Gildea, D. 1 & Jaeger, T. F. 2

1 Computer Science, U. of Rochester
2 Brain and Cognitive Sciences, U. of Rochester

While most languages use the relative order between words to encode meaning relations, languages differ in what orders they use and how these orders are mapped onto different meanings. We test the hypothesis that--despite these differences--human languages might constitute different solutions to common pressures of language use. Specifically, we calculate the per-word dependency length and surprisal--both known to be correlated with increased processing difficulty--and compare it to what would be expected by chance.

Method: We use large-scale syntactic corpora from Arabic, American English, Czech, German, and Mandarin. We use Monte-Carlo simulations to create thousands of randomized versions of these languages with different (but internally consistent) word orders. This allows us to calculate the per-word dependency length and surprisal of each language *expected by chance*.

Result: All five languages have per-word dependency length and surprisal significantly lower than expected by chance (ps<.01). This held for both speech and written data (Futrell et al 2015; Gildea & Temperley, 2010 find the same for dependency length for many languages).

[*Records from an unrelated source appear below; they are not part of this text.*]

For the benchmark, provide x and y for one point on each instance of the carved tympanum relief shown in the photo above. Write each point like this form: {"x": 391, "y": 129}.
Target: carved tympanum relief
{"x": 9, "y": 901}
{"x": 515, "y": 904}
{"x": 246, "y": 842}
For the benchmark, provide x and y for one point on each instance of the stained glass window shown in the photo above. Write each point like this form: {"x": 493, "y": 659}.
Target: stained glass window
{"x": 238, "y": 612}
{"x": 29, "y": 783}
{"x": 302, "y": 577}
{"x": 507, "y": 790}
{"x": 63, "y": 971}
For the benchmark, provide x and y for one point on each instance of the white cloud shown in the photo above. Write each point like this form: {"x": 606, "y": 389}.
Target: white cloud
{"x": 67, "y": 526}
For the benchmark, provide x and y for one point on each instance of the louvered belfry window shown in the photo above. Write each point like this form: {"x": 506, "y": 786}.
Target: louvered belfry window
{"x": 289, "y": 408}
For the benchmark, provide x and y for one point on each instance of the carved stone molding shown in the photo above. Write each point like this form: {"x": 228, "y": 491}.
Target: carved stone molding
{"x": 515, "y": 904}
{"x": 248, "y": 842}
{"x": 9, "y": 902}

Additionally, we calculated optimal trade-offs between dependency length and surprisal (an NP-complete problem, but close approximations can be obtained through numerical methods). Four of the languages fall very close to the optimal trade-off boundary. This suggests that these processing pressures shape word order changes over historical time. Of relevance to psycholinguistic theory, surprisal was as strong or stronger a predictor than dependency length. While the two measures are positively correlated on average, they trade-off in the optimization: lowering surprisal eventually comes are the costs of dependency length.